The fifth takeaway from the book is to build buffers. So whether that is with projects you’re working on, with your finances, or just with your time, we know that things don’t always go as planned. This book really encourages you to always build in that buffer to your timeline or whatever you’re planning so that you aren’t really disappointed or really surprised when extra things come up.

The sixth lesson from Essentialism is to keep a journal. And the book encourages you just to journal whenever you can, for whatever amount you can. Whether that’s a sentence or two every week, every couple of days, or even just a couple of times a month. And it really emphasizes that going back and looking at the journal is a lot easier and a lot more accurate than us just trying to remember things on our own. We forget things really easily, and so having our goals and what we’re thinking about just written down somewhere, even if it’s just a couple of sentences or bullet points. It can really help you reflect on what you’re trying to do and maybe how you can make better decisions going forward. 

The seventh lesson from Essentialism is to start celebrating small wins to get to bigger goals instead of just trying to set one giant goal and accomplishing it all at once. If you break down that bigger goal into those smaller milestones, you’re going to see a lot more progress in those. Indeed, this will motivate you to keep going. Whereas if you just set one big goal and you see very little progress on it, a lot of times that is when we experience burnout.
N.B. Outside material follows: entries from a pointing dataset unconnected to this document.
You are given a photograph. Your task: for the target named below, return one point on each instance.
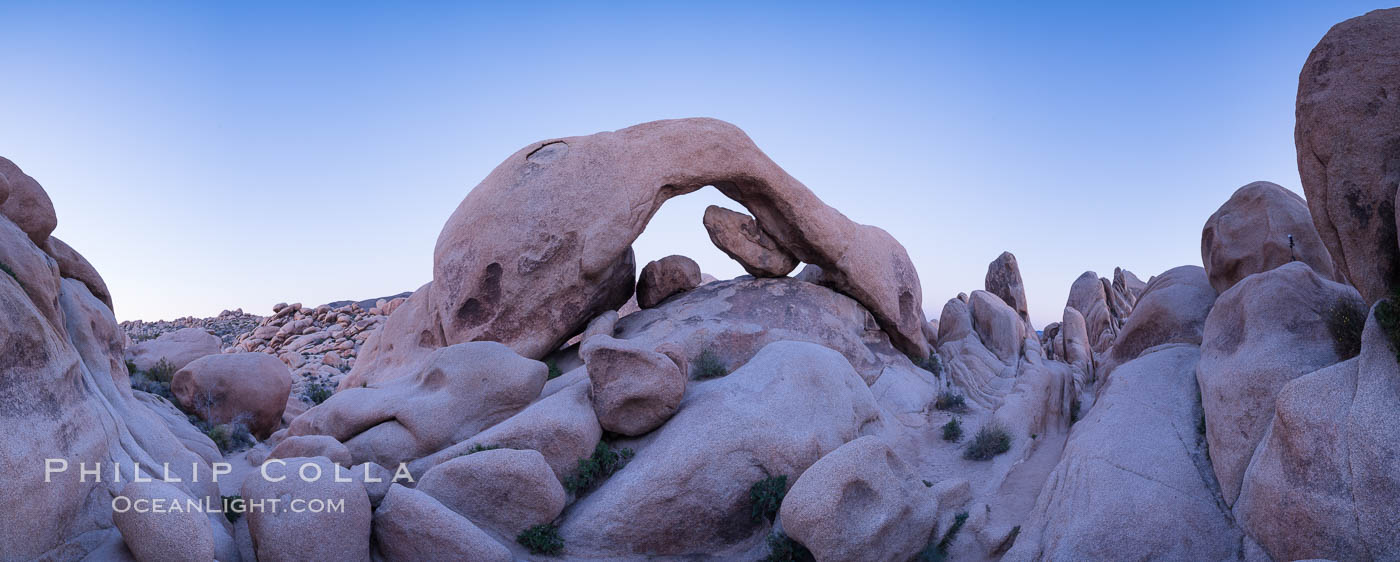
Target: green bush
(766, 496)
(707, 366)
(938, 551)
(594, 470)
(1388, 316)
(163, 372)
(317, 393)
(933, 363)
(952, 430)
(480, 447)
(233, 508)
(542, 538)
(228, 437)
(1346, 321)
(951, 401)
(989, 442)
(783, 548)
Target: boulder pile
(538, 400)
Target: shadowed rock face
(543, 243)
(1348, 146)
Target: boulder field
(538, 400)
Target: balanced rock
(177, 349)
(235, 388)
(1004, 281)
(739, 237)
(535, 276)
(1347, 132)
(665, 278)
(410, 526)
(634, 388)
(1263, 332)
(1260, 227)
(861, 502)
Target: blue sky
(209, 156)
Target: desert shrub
(951, 401)
(142, 383)
(1346, 321)
(952, 430)
(233, 508)
(933, 363)
(542, 538)
(480, 447)
(228, 437)
(707, 366)
(766, 496)
(1388, 316)
(989, 442)
(783, 548)
(594, 470)
(317, 393)
(938, 551)
(163, 372)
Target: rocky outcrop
(1171, 310)
(235, 388)
(535, 276)
(1266, 331)
(175, 349)
(287, 534)
(67, 397)
(1260, 227)
(1137, 457)
(1326, 477)
(634, 388)
(462, 390)
(28, 206)
(410, 526)
(861, 502)
(1347, 135)
(739, 237)
(686, 491)
(665, 278)
(734, 320)
(503, 489)
(73, 265)
(1004, 281)
(562, 426)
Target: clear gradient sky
(209, 156)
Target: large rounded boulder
(1263, 332)
(248, 388)
(1260, 227)
(1348, 135)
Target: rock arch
(543, 243)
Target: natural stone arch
(545, 241)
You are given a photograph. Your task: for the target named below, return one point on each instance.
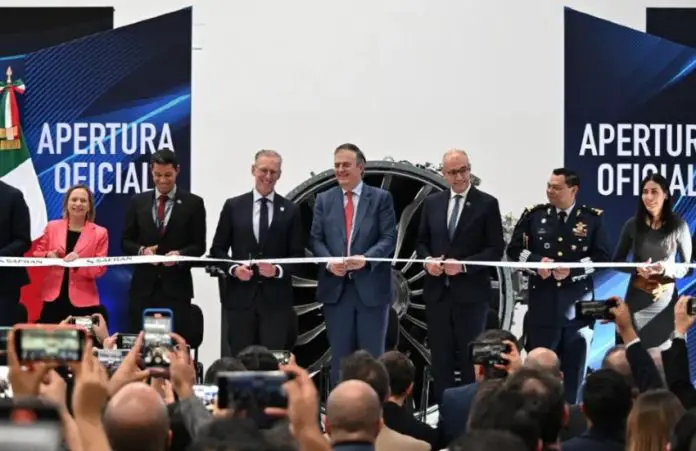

The eighth lesson is to start setting routines that help you eliminate the non-essential decisions and things in your life. This really helps you focus on those essential things. So not only could this just be your daily routine. But they also talk about a CEO that has different tasks assigned to different days of the week. So Mondays he does marketing, maybe Tuesdays he gets through all of his meetings, and he organizes his weekly routine that way.

It also talks about having routines for how you handle particular situations and situations where you are going to say no. So maybe if you work with clients, it’s having a routine that you go through to determine whether or not to actually onboard that client, and whether or not they are worth your time, and you kind of go through that checklist of your routine and you assess it that way.